FWIW I sometimes help people chose special gifts and I'm not fake when I'm interested in their event. It's often one of the nicest parts of my day. I think you might be being pretty harsh about the shop staff.
Just wear it when you want to and accept it as the gesture he wanted to make.
If he had borrowed or couldn't afford it I'd suggest you talk to him but it doesn't sound like the case here
I would feel exactly the same, hence why I'm not married, can't seem to get over the engagement ring thing!
However I'd try it for a month or so. Just to see if I could get used to it.
My DH chose mine and I don't know any friends who chose their own!
I value love, security, commitment, our relationship and I'm looking forward to our future together
Don't we all?
but I've never been a girl who has been planning my wedding since I was a kid.
If you don't want to wear a ring you don't have to. Obviously. Just talk to your fiance for goodness sake.
I only wear mine if I go out. I don't wear jewellery at all but I treat it as a dress ring. My OH doesn't mind. You need to talk to him.
If you don't want a ring then don't have one. But you should have pointed this out before your DP spent a fortune on a ring. I do sympathise up to a point as rings can be irritating if you're not used to wearing them.
I have a plan.
Sell the proper ring.
Buy a fake (you can get really good fakes these days!)
Use the rest of the money for your house fund or whatever.
I felt very awkward with my engagement ring when I first got it (not huge, I just don't normally wear jewellery!) but I got used to I and now I love it. Also went for a far more "bling" wedding band than I thought I would, to match! give it a go for a few weeks and see!

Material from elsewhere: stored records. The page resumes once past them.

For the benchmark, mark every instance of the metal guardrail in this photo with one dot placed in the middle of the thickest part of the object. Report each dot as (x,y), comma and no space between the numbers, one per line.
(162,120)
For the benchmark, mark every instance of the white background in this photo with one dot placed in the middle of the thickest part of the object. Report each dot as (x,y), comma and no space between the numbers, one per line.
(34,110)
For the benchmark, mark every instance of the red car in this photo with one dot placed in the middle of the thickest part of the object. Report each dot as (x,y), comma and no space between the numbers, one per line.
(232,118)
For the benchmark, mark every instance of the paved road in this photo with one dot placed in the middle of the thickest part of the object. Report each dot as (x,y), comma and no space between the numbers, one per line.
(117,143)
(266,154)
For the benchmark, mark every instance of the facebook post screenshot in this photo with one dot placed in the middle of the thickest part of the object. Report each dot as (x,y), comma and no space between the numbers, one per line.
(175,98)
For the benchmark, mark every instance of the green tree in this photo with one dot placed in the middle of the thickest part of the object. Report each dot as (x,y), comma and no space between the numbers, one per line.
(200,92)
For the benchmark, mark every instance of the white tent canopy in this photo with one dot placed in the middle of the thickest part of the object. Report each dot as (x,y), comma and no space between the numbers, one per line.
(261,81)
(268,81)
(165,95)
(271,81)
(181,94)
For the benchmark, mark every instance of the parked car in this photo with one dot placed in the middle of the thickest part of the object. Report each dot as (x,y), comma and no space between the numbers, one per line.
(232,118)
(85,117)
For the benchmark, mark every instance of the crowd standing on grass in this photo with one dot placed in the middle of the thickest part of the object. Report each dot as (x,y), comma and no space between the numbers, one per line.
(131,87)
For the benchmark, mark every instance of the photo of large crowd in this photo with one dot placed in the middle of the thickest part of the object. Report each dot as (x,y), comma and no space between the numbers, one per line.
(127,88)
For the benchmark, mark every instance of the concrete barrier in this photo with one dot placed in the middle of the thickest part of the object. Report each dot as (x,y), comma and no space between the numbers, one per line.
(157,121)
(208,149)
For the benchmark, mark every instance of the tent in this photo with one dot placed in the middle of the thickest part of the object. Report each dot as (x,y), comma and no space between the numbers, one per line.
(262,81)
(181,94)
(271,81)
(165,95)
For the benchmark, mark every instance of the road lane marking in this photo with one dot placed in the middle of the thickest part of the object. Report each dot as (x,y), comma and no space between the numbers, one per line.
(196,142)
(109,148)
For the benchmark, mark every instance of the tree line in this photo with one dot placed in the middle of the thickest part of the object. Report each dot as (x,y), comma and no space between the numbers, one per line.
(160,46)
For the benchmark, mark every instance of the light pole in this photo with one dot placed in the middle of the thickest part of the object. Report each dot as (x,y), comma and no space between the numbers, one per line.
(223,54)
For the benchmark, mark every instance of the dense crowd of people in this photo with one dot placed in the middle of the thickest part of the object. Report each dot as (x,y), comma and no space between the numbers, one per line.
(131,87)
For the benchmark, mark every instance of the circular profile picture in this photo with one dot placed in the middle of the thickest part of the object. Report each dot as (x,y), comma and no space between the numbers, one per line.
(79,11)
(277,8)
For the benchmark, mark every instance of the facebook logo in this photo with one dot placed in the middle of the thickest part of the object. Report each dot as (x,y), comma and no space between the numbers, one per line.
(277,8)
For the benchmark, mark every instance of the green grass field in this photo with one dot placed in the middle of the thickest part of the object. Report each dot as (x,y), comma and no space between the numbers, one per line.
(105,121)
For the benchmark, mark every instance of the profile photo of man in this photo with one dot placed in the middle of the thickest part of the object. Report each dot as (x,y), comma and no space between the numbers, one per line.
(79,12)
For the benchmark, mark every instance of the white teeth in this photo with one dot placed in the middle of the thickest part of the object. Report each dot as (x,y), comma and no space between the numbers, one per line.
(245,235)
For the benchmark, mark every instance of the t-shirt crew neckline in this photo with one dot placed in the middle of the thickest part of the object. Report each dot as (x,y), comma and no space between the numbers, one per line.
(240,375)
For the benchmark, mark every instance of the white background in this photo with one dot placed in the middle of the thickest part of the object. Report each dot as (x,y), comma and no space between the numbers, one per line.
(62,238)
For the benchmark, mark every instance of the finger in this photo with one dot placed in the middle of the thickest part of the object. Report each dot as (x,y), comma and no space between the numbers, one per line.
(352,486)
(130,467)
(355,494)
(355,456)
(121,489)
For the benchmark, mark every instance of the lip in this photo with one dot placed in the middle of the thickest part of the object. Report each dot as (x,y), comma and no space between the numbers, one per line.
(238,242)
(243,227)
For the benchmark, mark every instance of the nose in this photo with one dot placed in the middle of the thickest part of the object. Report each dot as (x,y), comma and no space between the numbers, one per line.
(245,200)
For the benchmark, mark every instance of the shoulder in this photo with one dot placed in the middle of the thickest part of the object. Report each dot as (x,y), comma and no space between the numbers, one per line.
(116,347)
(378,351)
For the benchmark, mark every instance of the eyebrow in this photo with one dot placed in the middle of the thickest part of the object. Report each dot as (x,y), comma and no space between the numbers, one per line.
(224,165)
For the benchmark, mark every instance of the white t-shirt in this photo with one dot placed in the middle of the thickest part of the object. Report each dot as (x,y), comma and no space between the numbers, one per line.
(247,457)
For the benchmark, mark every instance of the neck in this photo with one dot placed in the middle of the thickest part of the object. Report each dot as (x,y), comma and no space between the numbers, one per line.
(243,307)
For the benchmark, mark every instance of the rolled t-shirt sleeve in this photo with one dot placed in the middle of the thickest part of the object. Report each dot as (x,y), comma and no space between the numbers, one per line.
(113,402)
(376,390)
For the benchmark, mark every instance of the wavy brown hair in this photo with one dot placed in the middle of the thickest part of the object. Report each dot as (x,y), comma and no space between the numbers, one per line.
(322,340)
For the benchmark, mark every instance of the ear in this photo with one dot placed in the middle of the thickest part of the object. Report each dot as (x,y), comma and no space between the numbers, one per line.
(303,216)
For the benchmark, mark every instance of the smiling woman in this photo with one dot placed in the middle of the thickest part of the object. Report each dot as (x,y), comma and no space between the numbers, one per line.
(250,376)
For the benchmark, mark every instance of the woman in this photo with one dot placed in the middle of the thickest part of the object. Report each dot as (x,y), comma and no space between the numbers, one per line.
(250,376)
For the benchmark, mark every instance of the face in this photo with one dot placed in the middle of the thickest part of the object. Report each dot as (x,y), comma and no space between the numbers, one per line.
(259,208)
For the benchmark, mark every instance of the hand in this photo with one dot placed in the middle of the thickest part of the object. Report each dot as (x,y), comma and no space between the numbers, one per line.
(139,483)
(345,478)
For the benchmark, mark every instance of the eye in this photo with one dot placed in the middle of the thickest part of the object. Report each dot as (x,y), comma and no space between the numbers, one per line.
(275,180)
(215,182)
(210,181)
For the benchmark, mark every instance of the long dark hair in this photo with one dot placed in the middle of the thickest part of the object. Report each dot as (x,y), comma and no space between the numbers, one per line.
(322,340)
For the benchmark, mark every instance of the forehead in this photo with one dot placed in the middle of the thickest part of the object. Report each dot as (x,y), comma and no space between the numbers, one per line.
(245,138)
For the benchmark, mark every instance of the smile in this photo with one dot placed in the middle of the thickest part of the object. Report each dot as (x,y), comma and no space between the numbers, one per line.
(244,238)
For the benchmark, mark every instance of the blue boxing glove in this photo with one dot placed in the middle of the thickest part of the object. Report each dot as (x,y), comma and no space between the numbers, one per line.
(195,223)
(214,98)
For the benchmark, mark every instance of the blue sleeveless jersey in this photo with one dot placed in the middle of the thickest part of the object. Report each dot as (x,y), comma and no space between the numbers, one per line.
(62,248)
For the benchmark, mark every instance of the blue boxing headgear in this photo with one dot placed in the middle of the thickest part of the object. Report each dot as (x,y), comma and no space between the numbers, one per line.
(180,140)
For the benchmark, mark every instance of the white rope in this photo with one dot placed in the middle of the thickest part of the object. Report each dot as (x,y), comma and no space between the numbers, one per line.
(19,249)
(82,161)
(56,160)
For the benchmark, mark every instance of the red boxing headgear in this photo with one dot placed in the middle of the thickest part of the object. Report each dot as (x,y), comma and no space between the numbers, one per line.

You're being a bit precious about it and turning this into a much bigger deal than it is. My engagement ring is gorgeous, it was expensive and I love it, however I don't wear it all the time. I'm married now and have a wedding ring and an eternity ring too, both of which I also love but I don't wear them all the time either.
I wear them when I'm going 'out' ('out out' as opposed to just out of the house) and sometimes if I just feel like it, but more often than not they sit by my bed. My DH has never even commented and neither has anyone else. Occasionally people think I'm not married because I didn't change my name either, but so what?
You don't have to wear it all the time. You chose to keep it rather than take it back though, so I'd stop making a fuss about it and just wear it if the mood takes you.
No point being uncomfortable with the cost, because he's already spent the money and you can't get a refund. If you are going to marry this guy hopefully he is sensible with money and has spent what he can afford, even if it's more than you might have spent yourself.
Not everyone wears their engagement ring or wedding ring every day, why don't you just keep it for date night or special occasions.
I felt very much the same! I never did get used to mine and a few years after our wedding I got it reset as an eternity ring style. The original ring was beautiful but never fitted right, always caught on things and sort of annoyed me. My "new" engagement ring is less blingy (diamonds set lower) but I can wear it all the time withou worrying aboit it. I finally love it!
I love my engagement ring but I'm terrified of losing it so I don't wear it much - because it means a lot to me and I'd be devastated. DH chose it, on his own, and it's the perfect choice. As it's an odd shape it didn't fit with conventional wedding bands, so I wear my wedding band on its own. On special occasions I wear the engagement ring on my other hand.
I think, to be honest, you're making a mountain out of a molehill. Wear the ring until your wedding day, then if you hate it switch it for the wedding band and keep the engagement ring safe. Stop making a fuss over what is a very thoughtful token of love.